Even the tape in the tape-recorder was obviously played, wound and rewound from the particular place with the erotic French song, which I was fixin' to switch on as the background for Consummation of Marriage. Hopeless to find it in a snap, and in a way of ad-hoc solution to regain so meticulously arranged but sabotaged first-wedding-night musical back-drop, I just switched the tape on from the very beginning—the song eventually would get played anyway—but as we finished the mentioned consummation it turned out that the brown mass of the tight wound tape had collected on the right reel and ticked its empty flips by, next to the stilled reel on the left… I somehow missed enjoying those erotic grunts by Brigitte Bardot.
Then over the tin roof of the lean-to, a heavy shower clattered pouring down on it and onto the long leaves of corn crowding in its plot up to the glazed frame wide open into the night garden outside, and we just lay clasped in a tight embrace and it was good…
Our honeymoon coincided with my vacation from Plant. The first squabble happened on the third day of our married life. I was sitting in the yard deciphering sheet-music of some Spanish guitar piece. Olga walked past from the khutta to the lean-to and called me along.
I still picked strings for a minute or two, no more, before coming.
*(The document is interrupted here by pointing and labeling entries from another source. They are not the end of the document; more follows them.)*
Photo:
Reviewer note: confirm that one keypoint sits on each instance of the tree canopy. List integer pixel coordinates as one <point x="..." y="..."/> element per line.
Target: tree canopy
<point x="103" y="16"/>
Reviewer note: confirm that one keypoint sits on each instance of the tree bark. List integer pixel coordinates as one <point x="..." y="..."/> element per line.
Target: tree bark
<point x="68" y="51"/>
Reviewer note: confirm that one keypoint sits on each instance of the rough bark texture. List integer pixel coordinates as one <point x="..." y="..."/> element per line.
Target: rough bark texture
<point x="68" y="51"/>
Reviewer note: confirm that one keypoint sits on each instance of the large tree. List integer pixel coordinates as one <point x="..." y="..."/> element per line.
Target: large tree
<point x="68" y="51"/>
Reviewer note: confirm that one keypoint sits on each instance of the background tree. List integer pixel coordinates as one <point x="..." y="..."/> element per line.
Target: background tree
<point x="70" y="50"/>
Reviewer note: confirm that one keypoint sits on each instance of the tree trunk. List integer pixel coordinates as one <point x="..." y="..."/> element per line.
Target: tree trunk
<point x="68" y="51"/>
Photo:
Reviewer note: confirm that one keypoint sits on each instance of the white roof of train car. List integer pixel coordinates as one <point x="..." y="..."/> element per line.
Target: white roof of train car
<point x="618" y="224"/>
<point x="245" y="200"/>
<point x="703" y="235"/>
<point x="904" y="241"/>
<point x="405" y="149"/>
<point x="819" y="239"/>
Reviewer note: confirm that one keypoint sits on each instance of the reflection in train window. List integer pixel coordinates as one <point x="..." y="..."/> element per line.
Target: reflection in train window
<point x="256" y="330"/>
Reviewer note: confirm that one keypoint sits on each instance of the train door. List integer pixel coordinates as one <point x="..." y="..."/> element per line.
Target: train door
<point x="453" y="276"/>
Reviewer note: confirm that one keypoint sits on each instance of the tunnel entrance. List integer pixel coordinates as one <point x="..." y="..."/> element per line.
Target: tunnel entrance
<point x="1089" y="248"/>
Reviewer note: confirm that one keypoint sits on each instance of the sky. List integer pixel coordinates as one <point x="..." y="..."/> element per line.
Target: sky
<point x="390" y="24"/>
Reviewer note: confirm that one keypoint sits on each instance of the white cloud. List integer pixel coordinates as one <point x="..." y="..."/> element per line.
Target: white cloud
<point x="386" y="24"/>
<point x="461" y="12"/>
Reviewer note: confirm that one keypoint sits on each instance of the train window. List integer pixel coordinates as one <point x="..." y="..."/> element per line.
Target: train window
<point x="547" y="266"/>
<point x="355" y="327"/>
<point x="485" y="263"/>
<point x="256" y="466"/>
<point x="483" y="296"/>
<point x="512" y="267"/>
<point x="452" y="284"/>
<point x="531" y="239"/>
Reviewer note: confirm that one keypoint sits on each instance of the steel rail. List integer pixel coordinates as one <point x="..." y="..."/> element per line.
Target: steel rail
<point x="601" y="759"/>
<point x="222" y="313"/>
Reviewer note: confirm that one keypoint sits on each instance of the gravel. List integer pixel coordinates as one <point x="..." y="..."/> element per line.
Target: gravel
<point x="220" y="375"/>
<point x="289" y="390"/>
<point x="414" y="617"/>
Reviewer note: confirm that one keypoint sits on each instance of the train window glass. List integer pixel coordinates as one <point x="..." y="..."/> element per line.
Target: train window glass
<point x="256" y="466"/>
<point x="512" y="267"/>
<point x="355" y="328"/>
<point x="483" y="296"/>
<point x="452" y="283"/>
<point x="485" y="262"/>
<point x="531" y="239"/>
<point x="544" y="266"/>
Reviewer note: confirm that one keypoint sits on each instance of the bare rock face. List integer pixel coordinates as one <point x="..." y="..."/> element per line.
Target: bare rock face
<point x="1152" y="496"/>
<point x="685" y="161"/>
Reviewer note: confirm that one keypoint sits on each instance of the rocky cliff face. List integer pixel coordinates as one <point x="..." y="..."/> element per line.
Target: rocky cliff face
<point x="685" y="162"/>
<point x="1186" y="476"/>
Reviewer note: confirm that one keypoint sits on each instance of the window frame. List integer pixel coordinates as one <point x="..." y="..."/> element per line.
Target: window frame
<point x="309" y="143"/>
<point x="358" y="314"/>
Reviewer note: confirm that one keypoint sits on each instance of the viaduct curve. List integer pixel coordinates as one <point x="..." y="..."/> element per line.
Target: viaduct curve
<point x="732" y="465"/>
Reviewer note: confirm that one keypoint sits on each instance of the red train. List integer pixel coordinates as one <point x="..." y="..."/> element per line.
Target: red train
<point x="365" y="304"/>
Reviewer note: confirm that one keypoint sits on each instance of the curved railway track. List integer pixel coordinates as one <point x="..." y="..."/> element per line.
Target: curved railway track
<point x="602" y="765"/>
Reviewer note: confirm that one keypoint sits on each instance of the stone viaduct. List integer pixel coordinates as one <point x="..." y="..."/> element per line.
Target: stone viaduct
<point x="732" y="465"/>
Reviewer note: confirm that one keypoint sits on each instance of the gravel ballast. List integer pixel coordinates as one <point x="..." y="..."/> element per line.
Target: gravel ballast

She was on the bed shedding tears because I did not need her nor paid any attention: was that the right way to treat wives?
So I had to iron out my wrong-doing in the most effective, as far as I know, way, though I still couldn’t get it what was my guilt.
(…and only by now I have figured it out that so works the female instinct for self-preservation, "If you have already got me, then who do you keep practicing that fucking guitar for?"